Das Pedalen von Uyuni nach Alota ist eintönig. Abwechslung, auf die wir verzichten könnten, bringt einzig der eiskalte Wind, der uns spätestens am frühen Nachmittag um die Ohren fegt. In San Christobal wird nochmals der Benzinvorrat für den Kocher aufgefüllt und – grandios – auf dem Mark finden wir Gemüse, das mit Kartoffelpüree und Bouillon gekocht, eine feine, sättigende Suppe ergibt.
Alota, letzte Gelegenheit, den Wasservorrat bis zur Laguna Hedionda aufzufüllen. „Es gibt Wasser, aber ich kann ihnen keines verkaufen“, Bea versteht die Welt nicht mehr. In der zweiten Tienda haben wir Glück, kaufen gleich den ganzen Wasservorrat auf. 12 l und eine grosse Flasche Fanta sollten reichen. Ein paar Tunfischkonserven, etwas Schokolade und trockene Biskuits, viel mehr hat der Kiosk nicht anzubieten. Darum sind unsere Taschen sind seit La Paz gut gefüllt.
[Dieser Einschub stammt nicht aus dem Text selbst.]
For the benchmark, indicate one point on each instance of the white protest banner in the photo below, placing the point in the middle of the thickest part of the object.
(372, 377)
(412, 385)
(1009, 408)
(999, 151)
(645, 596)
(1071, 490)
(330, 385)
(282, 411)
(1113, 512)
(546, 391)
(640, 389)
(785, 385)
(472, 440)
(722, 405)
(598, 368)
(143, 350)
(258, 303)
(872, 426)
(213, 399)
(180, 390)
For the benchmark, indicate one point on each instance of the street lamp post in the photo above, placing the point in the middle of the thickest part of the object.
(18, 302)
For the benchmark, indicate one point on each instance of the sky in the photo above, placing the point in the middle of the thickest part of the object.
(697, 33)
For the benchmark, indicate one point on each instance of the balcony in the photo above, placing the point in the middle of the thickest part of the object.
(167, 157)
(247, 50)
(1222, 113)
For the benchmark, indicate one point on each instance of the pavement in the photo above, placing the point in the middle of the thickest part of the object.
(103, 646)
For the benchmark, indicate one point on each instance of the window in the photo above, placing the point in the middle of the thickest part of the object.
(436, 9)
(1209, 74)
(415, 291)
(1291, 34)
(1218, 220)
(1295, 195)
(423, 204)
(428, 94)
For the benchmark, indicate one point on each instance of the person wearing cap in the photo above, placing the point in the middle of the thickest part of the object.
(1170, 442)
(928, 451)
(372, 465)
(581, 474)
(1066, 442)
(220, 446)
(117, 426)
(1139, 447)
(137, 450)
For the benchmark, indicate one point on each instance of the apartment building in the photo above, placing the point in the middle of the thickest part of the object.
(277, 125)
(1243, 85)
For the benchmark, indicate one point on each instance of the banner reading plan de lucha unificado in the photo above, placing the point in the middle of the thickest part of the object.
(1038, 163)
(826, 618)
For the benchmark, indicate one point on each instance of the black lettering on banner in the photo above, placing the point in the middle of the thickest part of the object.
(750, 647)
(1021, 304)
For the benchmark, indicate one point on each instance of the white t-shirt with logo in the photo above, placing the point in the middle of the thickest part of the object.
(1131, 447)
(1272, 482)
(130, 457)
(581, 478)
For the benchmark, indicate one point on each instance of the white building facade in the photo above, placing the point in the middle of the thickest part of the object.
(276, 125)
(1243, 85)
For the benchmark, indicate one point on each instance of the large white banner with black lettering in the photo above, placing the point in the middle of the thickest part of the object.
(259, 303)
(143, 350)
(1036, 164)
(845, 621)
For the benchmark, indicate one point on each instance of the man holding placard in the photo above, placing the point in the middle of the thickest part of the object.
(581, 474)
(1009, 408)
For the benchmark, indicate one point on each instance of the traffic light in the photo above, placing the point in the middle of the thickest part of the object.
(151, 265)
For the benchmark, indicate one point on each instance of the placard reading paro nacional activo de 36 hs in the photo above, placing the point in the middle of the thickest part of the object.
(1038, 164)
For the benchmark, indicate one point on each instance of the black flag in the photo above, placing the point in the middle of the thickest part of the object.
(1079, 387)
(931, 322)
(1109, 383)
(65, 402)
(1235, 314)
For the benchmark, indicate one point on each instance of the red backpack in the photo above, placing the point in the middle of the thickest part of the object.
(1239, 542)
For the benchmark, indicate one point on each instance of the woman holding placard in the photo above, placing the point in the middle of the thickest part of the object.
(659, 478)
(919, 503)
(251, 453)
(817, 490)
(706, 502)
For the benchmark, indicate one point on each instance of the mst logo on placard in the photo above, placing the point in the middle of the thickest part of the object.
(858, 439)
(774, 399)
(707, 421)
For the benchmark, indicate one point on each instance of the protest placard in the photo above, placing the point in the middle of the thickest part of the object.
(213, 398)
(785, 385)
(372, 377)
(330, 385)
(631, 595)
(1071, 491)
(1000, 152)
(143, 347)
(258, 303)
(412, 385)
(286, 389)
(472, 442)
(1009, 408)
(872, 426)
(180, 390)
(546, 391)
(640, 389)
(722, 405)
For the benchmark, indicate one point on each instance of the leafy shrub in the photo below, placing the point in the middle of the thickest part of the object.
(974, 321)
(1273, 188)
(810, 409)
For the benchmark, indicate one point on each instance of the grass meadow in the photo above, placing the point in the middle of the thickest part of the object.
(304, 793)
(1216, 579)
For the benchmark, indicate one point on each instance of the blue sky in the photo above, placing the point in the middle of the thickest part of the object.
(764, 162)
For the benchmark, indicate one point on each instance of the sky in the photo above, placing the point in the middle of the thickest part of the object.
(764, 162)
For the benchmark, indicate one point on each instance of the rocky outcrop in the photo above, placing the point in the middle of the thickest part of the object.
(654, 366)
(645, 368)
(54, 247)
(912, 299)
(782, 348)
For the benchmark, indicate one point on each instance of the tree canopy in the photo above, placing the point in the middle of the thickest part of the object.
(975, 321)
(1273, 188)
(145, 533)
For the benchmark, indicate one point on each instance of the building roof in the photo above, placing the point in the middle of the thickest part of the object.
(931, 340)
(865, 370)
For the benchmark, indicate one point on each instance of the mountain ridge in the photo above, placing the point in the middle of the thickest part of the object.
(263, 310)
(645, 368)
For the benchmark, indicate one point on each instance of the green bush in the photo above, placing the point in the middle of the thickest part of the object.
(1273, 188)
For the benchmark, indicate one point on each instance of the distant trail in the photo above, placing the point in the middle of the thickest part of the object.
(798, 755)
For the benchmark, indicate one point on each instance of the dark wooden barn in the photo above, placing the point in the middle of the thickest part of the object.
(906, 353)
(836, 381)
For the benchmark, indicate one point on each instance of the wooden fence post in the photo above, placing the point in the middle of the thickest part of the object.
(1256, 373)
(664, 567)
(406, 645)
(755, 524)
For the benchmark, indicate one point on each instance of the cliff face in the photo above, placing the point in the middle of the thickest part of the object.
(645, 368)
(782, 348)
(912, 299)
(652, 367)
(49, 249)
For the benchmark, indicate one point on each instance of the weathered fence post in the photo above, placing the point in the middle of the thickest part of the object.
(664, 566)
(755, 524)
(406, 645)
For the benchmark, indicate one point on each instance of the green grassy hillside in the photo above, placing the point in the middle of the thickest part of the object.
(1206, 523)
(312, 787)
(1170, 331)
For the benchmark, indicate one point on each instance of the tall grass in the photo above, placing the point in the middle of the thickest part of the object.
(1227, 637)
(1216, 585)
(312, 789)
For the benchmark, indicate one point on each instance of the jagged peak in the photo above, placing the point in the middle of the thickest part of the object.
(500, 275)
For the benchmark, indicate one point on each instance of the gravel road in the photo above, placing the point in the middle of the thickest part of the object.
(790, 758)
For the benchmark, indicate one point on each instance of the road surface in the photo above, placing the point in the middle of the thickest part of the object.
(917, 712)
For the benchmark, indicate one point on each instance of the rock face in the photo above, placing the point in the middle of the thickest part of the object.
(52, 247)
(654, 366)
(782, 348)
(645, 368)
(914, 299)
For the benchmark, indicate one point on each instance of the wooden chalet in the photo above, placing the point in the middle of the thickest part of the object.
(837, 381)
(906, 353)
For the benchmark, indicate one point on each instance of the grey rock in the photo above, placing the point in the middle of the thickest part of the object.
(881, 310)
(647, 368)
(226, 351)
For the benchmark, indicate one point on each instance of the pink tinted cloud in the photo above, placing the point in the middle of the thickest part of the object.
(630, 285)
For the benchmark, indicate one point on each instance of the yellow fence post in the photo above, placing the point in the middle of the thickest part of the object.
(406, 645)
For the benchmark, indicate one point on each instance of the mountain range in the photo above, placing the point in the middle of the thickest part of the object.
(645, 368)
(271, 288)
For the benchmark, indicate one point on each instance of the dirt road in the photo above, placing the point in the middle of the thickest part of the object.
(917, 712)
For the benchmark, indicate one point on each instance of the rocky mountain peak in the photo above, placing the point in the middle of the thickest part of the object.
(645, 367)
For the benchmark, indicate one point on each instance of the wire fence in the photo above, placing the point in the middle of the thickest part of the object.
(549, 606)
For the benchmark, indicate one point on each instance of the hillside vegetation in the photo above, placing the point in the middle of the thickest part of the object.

Auf den ersten Kilometern der Lagunenroute bekommen wir einen Vorgeschmack, was uns in den nächsten Tagen erwartet. Strasse kann man die von den Offroadern ausgefahrenen Spuren nicht nennen. Wir zerren unsere schweren Velos durch Sand und über Geröll steil bergwärts. Einen einigermassen windgeschützten Zeltplatz zu finden, ist in dieser baum- und strauchlosen Stein- und Sandwüste nicht einfach. Nach drei Tagen ist unser Zelt total verdreckt, die Reissverschlüsse lassen sich nur mit Mühe ziehen.
Vorbei an der malerischen Laguna Canapa mit ihrem klaren Wasser erreichen wir nachmittags die Laguna Hedionda mit ihren tausenden Anden-Flamingos. Die zarten, anmutigen Vögel inmitten der imposanten Bergwelt auf 4150 m ü.M. haben etwas Beruhigendes. Hektik hat hier keinen Platz. Wir geniessen die erste heisse Dusche nach fünf Tagen in der einfachen Ecolodge Los Flamingos, wärmen uns im kleinen Vorraum am Fussboden liegend an der Sonne auf. Herrlich! Wann hatten wir das letzte Mal so warm? Und dann das Abendessen, ein absoluter Hammer! Bei Kerzenschein(!) wird uns ein Menu serviert, das einem 4-Sterne Hotel in der Schweiz zu ehren gereichen würde. Hier, weitab, hätten wir das nie erwartet. Plötzlich springt Bea auf, jubelt und schliesst eine junge Frau in die Arme. Valentina und Rico, unsere französischen Freunde sind mit dem Velo soeben hier eingetroffen, mit ihnen Tetsuya, ein junger Japaner aus Nagoya, auf dem Weg nach Santiago de Chile. Wir freuen uns alle sehr über das vierte Wiedersehen!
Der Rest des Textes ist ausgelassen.